Dabei gilt es zu beachten, dass die Sicherheit des Paares Ziel und zugleich Grundlage des Beratungsprozesses ist. Nur wenn beide Partner sich frei fühlen, voreinander zu sprechen, können realistische Lösungsbilder entwickelt und in Handlungen umgesetzt werden. Dies setzt voraus, dass sie keine negativen Konsequenzen ihrer Äußerungen zu befürchten haben.
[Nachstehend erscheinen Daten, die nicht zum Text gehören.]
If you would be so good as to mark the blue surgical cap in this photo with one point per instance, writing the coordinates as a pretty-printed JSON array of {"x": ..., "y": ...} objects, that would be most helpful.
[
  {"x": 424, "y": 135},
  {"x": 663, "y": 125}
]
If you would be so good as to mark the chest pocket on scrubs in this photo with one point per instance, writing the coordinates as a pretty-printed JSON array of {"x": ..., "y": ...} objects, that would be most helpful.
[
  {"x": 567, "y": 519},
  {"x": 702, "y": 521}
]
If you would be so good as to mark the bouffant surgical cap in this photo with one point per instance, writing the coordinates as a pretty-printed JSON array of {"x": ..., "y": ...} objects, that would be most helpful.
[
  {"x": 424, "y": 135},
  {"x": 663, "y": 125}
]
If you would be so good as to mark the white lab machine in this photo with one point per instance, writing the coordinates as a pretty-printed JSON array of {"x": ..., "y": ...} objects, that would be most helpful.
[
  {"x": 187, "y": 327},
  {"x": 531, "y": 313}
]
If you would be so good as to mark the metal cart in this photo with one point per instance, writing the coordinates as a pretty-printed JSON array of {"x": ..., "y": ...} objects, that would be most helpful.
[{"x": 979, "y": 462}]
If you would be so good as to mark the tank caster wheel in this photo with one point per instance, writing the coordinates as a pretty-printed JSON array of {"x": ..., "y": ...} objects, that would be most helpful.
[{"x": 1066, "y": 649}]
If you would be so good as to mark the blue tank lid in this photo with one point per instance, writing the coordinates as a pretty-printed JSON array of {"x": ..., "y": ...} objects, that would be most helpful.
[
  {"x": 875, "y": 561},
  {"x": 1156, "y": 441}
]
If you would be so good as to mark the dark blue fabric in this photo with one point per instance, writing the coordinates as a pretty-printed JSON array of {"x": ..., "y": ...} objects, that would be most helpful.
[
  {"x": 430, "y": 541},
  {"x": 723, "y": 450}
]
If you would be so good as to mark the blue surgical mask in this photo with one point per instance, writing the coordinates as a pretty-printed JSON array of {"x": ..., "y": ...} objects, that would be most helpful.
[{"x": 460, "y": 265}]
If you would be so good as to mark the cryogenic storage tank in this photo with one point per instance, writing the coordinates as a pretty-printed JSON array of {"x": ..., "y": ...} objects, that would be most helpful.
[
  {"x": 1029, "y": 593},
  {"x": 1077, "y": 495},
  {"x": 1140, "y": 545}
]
Die Beratung orientiert sich daher an einer viergeteilten Struktur nach Sandra M. Stith, Eric E. McCollum und Karen H. Rosen.2
- Das getrennt geführte Eingangsgespräch erlaubt den Klient(inn)en, Gewalteskalationen zu schildern und Bedenken bezüglich des Aufeinandertreffens mit dem Partner/der Partnerin zu äußern.
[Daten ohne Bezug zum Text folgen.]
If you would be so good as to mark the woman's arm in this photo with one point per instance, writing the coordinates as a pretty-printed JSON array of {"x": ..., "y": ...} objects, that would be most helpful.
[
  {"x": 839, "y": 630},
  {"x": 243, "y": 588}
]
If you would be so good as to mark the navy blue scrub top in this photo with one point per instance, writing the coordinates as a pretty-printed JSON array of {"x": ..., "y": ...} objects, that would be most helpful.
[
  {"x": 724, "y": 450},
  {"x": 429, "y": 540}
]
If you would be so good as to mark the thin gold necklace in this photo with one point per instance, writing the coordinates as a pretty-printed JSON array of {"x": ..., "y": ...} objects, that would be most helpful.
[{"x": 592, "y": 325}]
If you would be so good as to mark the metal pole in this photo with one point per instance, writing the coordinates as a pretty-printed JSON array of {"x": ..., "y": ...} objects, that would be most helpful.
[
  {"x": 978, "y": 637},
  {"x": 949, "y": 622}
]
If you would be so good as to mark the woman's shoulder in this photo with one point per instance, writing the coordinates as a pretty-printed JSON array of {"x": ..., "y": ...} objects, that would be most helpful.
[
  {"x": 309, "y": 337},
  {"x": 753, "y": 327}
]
- Das Austauschgespräch der Beratenden dient dem Ziel, zu bestimmen, ob ein gemeinsames Beratungsgespräch geführt werden kann.
- Das gemeinsame Beratungsgespräch mit beiden Partnern stellt den Kern der Beratungssitzung dar. Die Gesprächsführung der Beratenden stellt sicher, dass ein konstruktiver Rahmen gewahrt bleibt.
- Das abschließende Einzelgespräch gibt Berater(in) und Klient(in) Gelegenheit, Verletzungen infolge des Beratungsgesprächs anzusprechen und gegebenenfalls weiterführende Sicherheitsmaßnahmen einzuleiten.
Vor dem Hintergrund des so gespannten Sicherheitsnetzes erarbeiten die Beratenden mit den Klient(inn)en Beratungsziel und Lösungsvision, erkunden positive Ausnahmen vom Problem und ermutigen zu ersten Schritten in Richtung eines gewaltfreien Miteinanders. Nicht selten hat die Abkehr von der Gewalt dabei einen positiven Nebeneffekt: Auch die Beziehungsqualität verbessert sich häufig durch den Schritt in die Beratung.
Rückblick auf ein Jahr Beratungsarbeit
Um die Effektivität und Nachhaltigkeit des dargestellten Ansatzes sicherzustellen, wird „Jetzt mal anders – Ohne Gewalt klarkommen“ von der Katholischen Hochschule für Sozialwesen Berlin wissenschaftlich begleitet. Eine enge Zusammenarbeit erlaubt dabei die zeitnahe Umsetzung der Forschungsergebnisse. Die Veröffentlichung der Evaluation steht für das vierte Quartal 2013 an.
Die Beratungspraxis zeigt jedoch schon jetzt, dass das gesellschaftliche Stigma der häuslichen Gewalt einen großen Einfluss auf die konfliktbelasteten Paare auszuüben scheint. Veränderung tritt erst dann ein, wenn sie sich von ihrer Scham befreien und die Gewalt als Konsequenz ihres eigenen Verhaltens begreifen. Gewalt ist eine Option. Wenn Partner erkennen, dass sie frei sind, die Wahl für ihr Verhalten selbst zu treffen, geschieht in den Räumen von „Jetzt mal anders“ ein kleines Wunder.
Anmerkungen
1. Ohms, Constance: Handreichung für die Arbeit mit lesbischen Frauen, die Gewalt und Misshandlungen in ihrer Partnerschaft verüben. 3. Theoretische Grundlagen, 2008. Internet: www.taeterinnen.org/de/00_theoretischegrund3.html (Stand 28. Januar 2013).
2. Stith, Sandra M.; McCollum, Eric E.; Rosen, Karen H.: Couples Therapy for Domestic Violence. Finding Safe Solutions. Washington DC : American Psychological Association, 2011.